Life has not been that interesting to produce further gibberish adage for the last few months. At work I’m looking into a plethora of antediluvian technologies – but still putting up to learn the new ones.
My white paper titled Security Concerns with Web Services was warmly appreciated and got published our internal knowledge net. Though, I cannot publish it anywhere else … I surely can share the helpful tools that I used to detect web service vulnerabilities.
With the tools listed below, some imaginations and a desire to have fun – you can really have a good idea about web services security.
Tools for studying Web Services Security
- WebGoat is an insecure J2EE application that provides a number of lessons for practicing commonly known security exploits.
- Soap UI is a popular SOA and Web Services testing tool with a number offeatures like web service client code generation, mock serviceimplementation, and groovy scripting.
- WS Fuzzer is a fuzzing penetration testing tool used against HTTP SOAP based web services. It tests numerous aspects (input validation, XML Parser, etc) of the SOAP target.
- WebScarab is a framework for analysing applications that communicate using the HTTP and HTTPS protocols.
- LiveHTTPHeader is a mozilla plugin that provides all the information about the browser traffic.
- Cryptcat is a lightweight version of netcat with integrated transport encryption capabilities.
- Fiddler is a HTTP Debugging Proxy which logs all HTTP traffic between your computer and the Internet. Fiddler allows you to inspect all HTTP Traffic, set breakpoints, and “fiddle” with incoming or outgoing data.

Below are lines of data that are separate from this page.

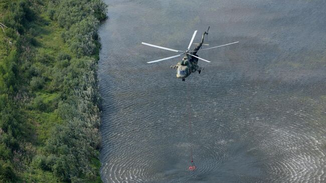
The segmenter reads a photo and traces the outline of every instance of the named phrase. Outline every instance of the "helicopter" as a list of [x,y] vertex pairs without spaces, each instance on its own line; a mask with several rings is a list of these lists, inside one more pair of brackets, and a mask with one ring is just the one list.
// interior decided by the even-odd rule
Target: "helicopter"
[[165,58],[159,60],[154,60],[152,61],[147,62],[147,63],[150,64],[150,63],[152,63],[155,62],[158,62],[166,60],[169,60],[174,58],[181,57],[182,55],[185,55],[185,56],[183,58],[181,62],[178,62],[176,65],[173,65],[171,67],[171,68],[174,68],[174,69],[177,68],[177,78],[182,78],[182,81],[186,81],[186,78],[189,76],[189,75],[192,73],[194,73],[196,71],[198,71],[198,73],[200,74],[202,70],[204,69],[204,68],[199,67],[199,66],[198,66],[198,65],[197,64],[198,62],[198,59],[203,60],[204,61],[208,63],[210,63],[211,62],[208,60],[199,57],[198,55],[197,55],[197,52],[200,51],[202,51],[202,50],[211,49],[213,48],[221,47],[224,46],[230,45],[233,44],[239,43],[239,42],[233,42],[231,43],[227,44],[225,45],[218,46],[214,47],[206,48],[205,49],[202,49],[201,50],[199,50],[199,49],[200,49],[200,48],[202,47],[202,46],[209,45],[208,44],[204,43],[204,40],[205,35],[208,35],[208,31],[209,30],[209,29],[210,29],[210,27],[208,27],[208,29],[207,29],[207,31],[205,31],[203,34],[203,36],[202,37],[202,41],[200,43],[194,44],[195,45],[196,45],[196,47],[192,50],[192,51],[190,51],[190,47],[193,44],[193,42],[194,41],[195,37],[196,36],[196,34],[197,33],[197,31],[195,31],[195,32],[193,35],[193,37],[192,38],[191,40],[190,41],[190,43],[189,43],[189,45],[188,46],[187,50],[186,50],[185,51],[172,49],[168,48],[152,45],[151,44],[141,42],[141,44],[143,45],[151,46],[152,47],[159,48],[166,50],[169,50],[175,52],[182,53],[179,55],[175,55],[170,57]]

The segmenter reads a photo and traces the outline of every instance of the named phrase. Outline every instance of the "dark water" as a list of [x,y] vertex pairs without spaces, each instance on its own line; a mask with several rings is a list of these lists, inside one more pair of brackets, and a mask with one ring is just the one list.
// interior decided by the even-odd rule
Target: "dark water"
[[[326,1],[105,2],[104,182],[326,181]],[[146,63],[176,54],[141,42],[184,50],[209,26],[240,43],[199,52],[200,75]]]

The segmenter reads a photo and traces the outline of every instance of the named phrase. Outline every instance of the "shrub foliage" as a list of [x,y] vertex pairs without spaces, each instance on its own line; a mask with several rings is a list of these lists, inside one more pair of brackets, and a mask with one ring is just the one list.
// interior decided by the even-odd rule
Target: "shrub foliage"
[[0,2],[0,182],[94,182],[101,0]]

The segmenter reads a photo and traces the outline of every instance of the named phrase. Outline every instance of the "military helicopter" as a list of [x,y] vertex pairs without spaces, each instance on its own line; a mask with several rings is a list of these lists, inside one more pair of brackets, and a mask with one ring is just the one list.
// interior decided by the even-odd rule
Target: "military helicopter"
[[210,27],[208,27],[208,29],[207,29],[207,31],[205,31],[205,32],[203,34],[203,36],[202,37],[202,41],[199,43],[195,44],[196,46],[194,48],[194,49],[193,49],[192,51],[190,51],[189,50],[190,49],[190,47],[191,47],[191,45],[193,44],[193,42],[194,41],[195,37],[196,36],[196,35],[197,33],[197,31],[195,31],[195,32],[193,35],[193,37],[192,38],[191,40],[190,41],[190,43],[189,43],[189,45],[188,46],[188,48],[187,49],[187,50],[186,50],[185,51],[172,49],[168,48],[163,47],[159,46],[152,45],[148,43],[141,42],[141,44],[143,45],[149,46],[155,48],[160,48],[164,50],[171,51],[175,52],[182,53],[179,55],[175,55],[174,56],[165,58],[164,59],[154,60],[150,62],[148,62],[147,63],[152,63],[162,61],[164,60],[180,57],[183,55],[185,55],[183,59],[182,59],[182,61],[181,61],[181,62],[178,63],[176,65],[172,65],[171,67],[171,68],[174,68],[174,69],[177,68],[177,78],[182,78],[182,81],[185,81],[186,80],[186,78],[188,77],[192,73],[195,72],[196,71],[198,71],[198,73],[200,74],[201,72],[204,69],[204,68],[200,67],[198,66],[198,65],[197,65],[197,63],[198,62],[198,59],[209,63],[210,63],[211,62],[199,57],[198,55],[197,55],[197,52],[198,52],[199,51],[206,50],[211,49],[213,48],[221,47],[224,46],[230,45],[235,43],[239,43],[239,42],[236,42],[227,44],[223,45],[218,46],[216,47],[206,48],[205,49],[202,49],[201,50],[199,50],[199,49],[202,47],[202,45],[209,45],[208,44],[206,44],[204,43],[204,38],[205,35],[208,35],[208,31],[209,30],[209,29],[210,29]]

- TcpMon is a utility that allows the user to monitor the messages passed along in TCP based conversation.
- cURL is a tool to transfer data from or to a server, using one of the supported protocols (HTTP, HTTPS, FTP, FTPS, SCP, SFTP, TFTP, DICT, TELNET, LDAP or FILE). The command is designed to work without user interaction.
Most of the above tools comes with neat documentation, so have fun!